First, look at the intervals in homology group 1, then we want the interval that spans the epsilon range from 5.0 to 5.83. That's index 6 in the persistence list, and is likewise index 6 in the intervals list. The intervals list, rather than epsilon start and end, has index values so we can lookup the simplices in the memory matrix.

In [107]:
cycle1 = intervals2b[6]
cycle1
#So birth index is 10
Out[107]:
[10, 19]
In [111]:
column10 = rbm2b[1][:,10]
column10
Out[111]:
array([0, 0, 0, 0, 0, 0, 0, 1, 1, 1, 1, 0, 0, 0, 0, 0, 0, 0, 0, 0, 0, 0, 0,
       0, 0, 0, 0])

So this is the column in the memory matrix with index=10. So we automatically know that whatever simplex is in index 10 is part of the cycle as well as the rows with 1s in this column.

In [120]:
ptsOnCycle = [i for i in range(len(column10)) if column10[i] == 1]
ptsOnCycle
Out[120]:
[7, 8, 9, 10]
In [127]:
#so the simplices with indices 7,8,9,10 lie on our 1-dimensional cycle, let's find what those simplices are
rips2b[0][7:11] #range [start:stop], but stop is non-inclusive, so put 11 instead of 10
Out[127]:
[{0, 1}, {2, 3}, {1, 2}, {0, 3}]

Exactly! Now this is the list of 1-simplices that form the 1-dimensional cycle we saw in our barcode. It should be trivial to go from this list to the raw data points so I won't bore you with those details here.

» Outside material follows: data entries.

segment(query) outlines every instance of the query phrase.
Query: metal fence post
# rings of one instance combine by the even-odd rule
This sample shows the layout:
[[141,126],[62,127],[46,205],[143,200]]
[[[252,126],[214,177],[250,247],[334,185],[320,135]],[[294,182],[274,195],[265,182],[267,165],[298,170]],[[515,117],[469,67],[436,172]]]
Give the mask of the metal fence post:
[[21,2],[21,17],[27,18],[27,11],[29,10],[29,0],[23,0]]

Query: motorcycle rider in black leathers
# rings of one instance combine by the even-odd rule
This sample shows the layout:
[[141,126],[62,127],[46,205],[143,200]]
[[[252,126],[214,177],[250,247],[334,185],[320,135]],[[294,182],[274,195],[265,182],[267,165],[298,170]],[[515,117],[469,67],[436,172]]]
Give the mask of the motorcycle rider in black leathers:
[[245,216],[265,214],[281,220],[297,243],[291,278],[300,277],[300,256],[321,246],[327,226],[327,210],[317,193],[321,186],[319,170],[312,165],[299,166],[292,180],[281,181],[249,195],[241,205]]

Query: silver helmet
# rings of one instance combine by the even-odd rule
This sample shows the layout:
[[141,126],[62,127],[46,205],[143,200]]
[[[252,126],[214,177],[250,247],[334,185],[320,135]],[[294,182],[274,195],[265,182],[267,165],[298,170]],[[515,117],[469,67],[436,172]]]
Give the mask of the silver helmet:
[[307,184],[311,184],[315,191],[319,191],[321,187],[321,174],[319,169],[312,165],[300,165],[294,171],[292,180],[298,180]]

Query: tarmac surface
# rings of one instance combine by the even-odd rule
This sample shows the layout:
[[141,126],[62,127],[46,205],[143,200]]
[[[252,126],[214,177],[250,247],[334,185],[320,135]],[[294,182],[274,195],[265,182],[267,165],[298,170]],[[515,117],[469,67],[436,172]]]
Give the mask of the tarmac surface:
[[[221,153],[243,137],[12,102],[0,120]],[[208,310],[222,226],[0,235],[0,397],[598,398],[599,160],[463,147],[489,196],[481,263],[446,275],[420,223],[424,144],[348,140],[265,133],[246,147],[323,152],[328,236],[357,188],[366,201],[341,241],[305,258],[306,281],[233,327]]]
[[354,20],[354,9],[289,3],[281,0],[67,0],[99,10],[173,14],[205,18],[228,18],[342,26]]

Alright. Let's try this with a little bit more realistic data. We'll use data sampled from a circle like we did in the beginning of this section. For this example, I've set the parameter k=2 in the ripsFiltration function so it will only generate simplices up to 2-simplices. This is just to reduce the memory needed. If you have a fast computer with a lot of memory, you're welcome to set k to 3 or so, but I wouldn't make it much greater than that. Usually we're mostly interested in connected components and 1 or 2 dimensional cycles. The utility of topological features in dimensions higher than that seems to be a diminishing return and the price in memory and algorithm running time is generally not worth it.

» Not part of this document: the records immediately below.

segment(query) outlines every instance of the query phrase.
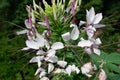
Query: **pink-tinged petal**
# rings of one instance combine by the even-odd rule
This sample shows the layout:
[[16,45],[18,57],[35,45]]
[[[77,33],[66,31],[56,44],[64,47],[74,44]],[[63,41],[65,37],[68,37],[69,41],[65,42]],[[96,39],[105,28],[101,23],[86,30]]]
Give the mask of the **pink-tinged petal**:
[[87,47],[85,47],[85,52],[88,53],[88,54],[92,54],[92,50],[91,50],[91,48],[87,48]]
[[49,63],[49,64],[48,64],[48,74],[49,74],[50,72],[52,72],[53,69],[54,69],[54,65],[51,64],[51,63]]
[[28,19],[25,20],[25,26],[28,28],[28,29],[31,29],[31,24],[29,22]]
[[93,43],[89,40],[82,40],[78,43],[79,47],[90,47]]
[[58,61],[57,64],[60,66],[60,67],[65,67],[67,65],[67,62],[66,61]]
[[62,38],[64,41],[70,40],[70,32],[62,34]]
[[100,50],[97,48],[93,48],[93,52],[97,55],[100,55]]
[[103,28],[103,27],[105,27],[106,25],[104,25],[104,24],[94,24],[93,25],[93,27],[94,28]]
[[51,46],[52,49],[58,50],[64,48],[64,45],[62,42],[56,42]]
[[79,30],[78,30],[77,25],[74,25],[73,27],[74,27],[74,28],[73,28],[73,30],[72,30],[72,32],[71,32],[71,39],[72,39],[72,40],[76,40],[76,39],[78,39],[78,37],[79,37]]
[[95,15],[93,24],[98,24],[102,20],[102,13],[98,13]]
[[95,17],[95,11],[94,11],[94,8],[91,7],[91,9],[87,12],[87,15],[86,15],[87,23],[92,24],[94,17]]
[[106,80],[107,76],[105,74],[105,71],[102,69],[99,76],[98,76],[98,79],[99,80]]

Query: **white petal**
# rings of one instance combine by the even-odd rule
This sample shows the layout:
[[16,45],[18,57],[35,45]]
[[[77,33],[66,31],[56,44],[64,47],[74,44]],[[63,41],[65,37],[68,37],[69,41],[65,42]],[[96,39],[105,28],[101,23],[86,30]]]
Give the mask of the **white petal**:
[[102,43],[102,42],[101,42],[100,38],[97,38],[97,39],[95,40],[95,44],[99,45],[99,44],[101,44],[101,43]]
[[52,56],[52,57],[46,57],[45,61],[51,62],[51,63],[56,63],[58,61],[57,56]]
[[76,67],[76,68],[75,68],[75,71],[76,71],[76,73],[77,73],[77,74],[79,74],[79,73],[80,73],[80,70],[79,70],[79,68],[78,68],[78,67]]
[[29,47],[24,47],[24,48],[22,48],[21,50],[29,50],[30,48]]
[[36,59],[37,59],[37,62],[38,62],[38,67],[40,67],[41,64],[42,64],[41,59],[39,57],[36,57]]
[[38,22],[38,24],[41,25],[41,26],[46,26],[45,22]]
[[56,42],[51,46],[52,49],[58,50],[64,48],[64,45],[62,42]]
[[33,58],[29,61],[29,63],[34,63],[34,62],[37,62],[37,58],[36,58],[36,57],[33,57]]
[[57,74],[57,73],[65,73],[65,70],[64,69],[56,69],[55,71],[54,71],[54,73],[55,74]]
[[26,46],[32,49],[39,49],[39,45],[38,42],[34,42],[34,41],[30,41],[30,40],[26,40]]
[[62,34],[62,38],[64,41],[70,40],[70,32]]
[[55,56],[56,51],[54,49],[50,49],[47,53],[48,53],[47,54],[48,57],[52,57]]
[[82,40],[78,43],[80,47],[90,47],[93,43],[89,40]]
[[86,23],[85,21],[80,21],[79,26],[82,26],[85,23]]
[[46,75],[46,72],[45,71],[42,71],[41,73],[40,73],[40,75],[39,75],[39,78],[42,78],[43,76],[45,76]]
[[93,51],[94,51],[95,54],[100,55],[100,50],[99,49],[93,48]]
[[105,27],[106,25],[104,25],[104,24],[94,24],[93,25],[93,27],[94,28],[103,28],[103,27]]
[[36,33],[37,39],[36,41],[38,42],[39,47],[43,47],[45,44],[45,39],[42,35],[40,35],[39,33]]
[[28,32],[28,30],[22,30],[22,31],[19,31],[19,32],[16,32],[17,33],[17,35],[20,35],[20,34],[25,34],[25,33],[27,33]]
[[79,37],[79,30],[78,30],[78,27],[76,25],[76,26],[74,26],[74,28],[71,32],[71,39],[76,40],[76,39],[78,39],[78,37]]
[[43,50],[39,50],[39,51],[37,51],[37,53],[36,53],[37,55],[44,55],[45,54],[45,52],[43,51]]
[[37,75],[38,73],[40,73],[40,72],[45,72],[45,69],[43,69],[43,68],[38,68],[37,70],[36,70],[36,72],[35,72],[35,75]]
[[95,11],[94,11],[94,8],[91,7],[91,9],[89,10],[89,12],[87,12],[87,15],[86,15],[87,23],[92,24],[94,17],[95,17]]
[[48,42],[47,40],[45,40],[45,47],[46,47],[47,49],[50,49],[50,44],[49,44],[49,42]]
[[49,80],[47,77],[42,77],[40,80]]
[[53,71],[53,69],[54,69],[54,65],[51,64],[51,63],[49,63],[49,64],[48,64],[48,74],[49,74],[51,71]]
[[71,66],[69,65],[66,69],[65,69],[66,73],[70,76],[72,69]]
[[67,65],[67,62],[66,61],[58,61],[57,64],[60,66],[60,67],[65,67]]
[[102,20],[102,13],[98,13],[95,15],[93,24],[98,24]]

NOTE: The following may take awhile to run, perhaps several minutes. This is because the code written in these tutorials is optimized for clarity and ease, NOT for efficiency or speed. There are a lot of performance optimizations that can and should be made if we wanted to make this anywhere close to a production ready TDA library. I plan to write a follow up post at some point about the most reasonable algorithm and data structure optimizations that we can make because I hope to develop a reasonable efficient open source TDA library in Python in the future and would appreciate any help I can get.

In [155]:
n = 30 #number of points to generate
#generate space of parameter
theta = np.linspace(0, 2.0*np.pi, n) 
a, b, r = 0.0, 0.0, 5.0
x = a + r*np.cos(theta)
y = b + r*np.sin(theta)
#code to plot the circle for visualization
plt.plot(x, y)
plt.show()
xc = np.random.uniform(-0.25,0.25,n) + x #add some "jitteriness" to the points (but less than before, reduces memory)
yc = np.random.uniform(-0.25,0.25,n) + y
fig, ax = plt.subplots()
ax.scatter(xc,yc)
plt.show()
circleData = np.array(list(zip(xc,yc)))
In [159]:
graph4 = buildGraph(raw_data=circleData, epsilon=3.0)
rips4 = ripsFiltration(graph4, k=2)
SimplicialComplex.drawComplex(origData=circleData, ripsComplex=rips4[0], axes=[-6,6,-6,6])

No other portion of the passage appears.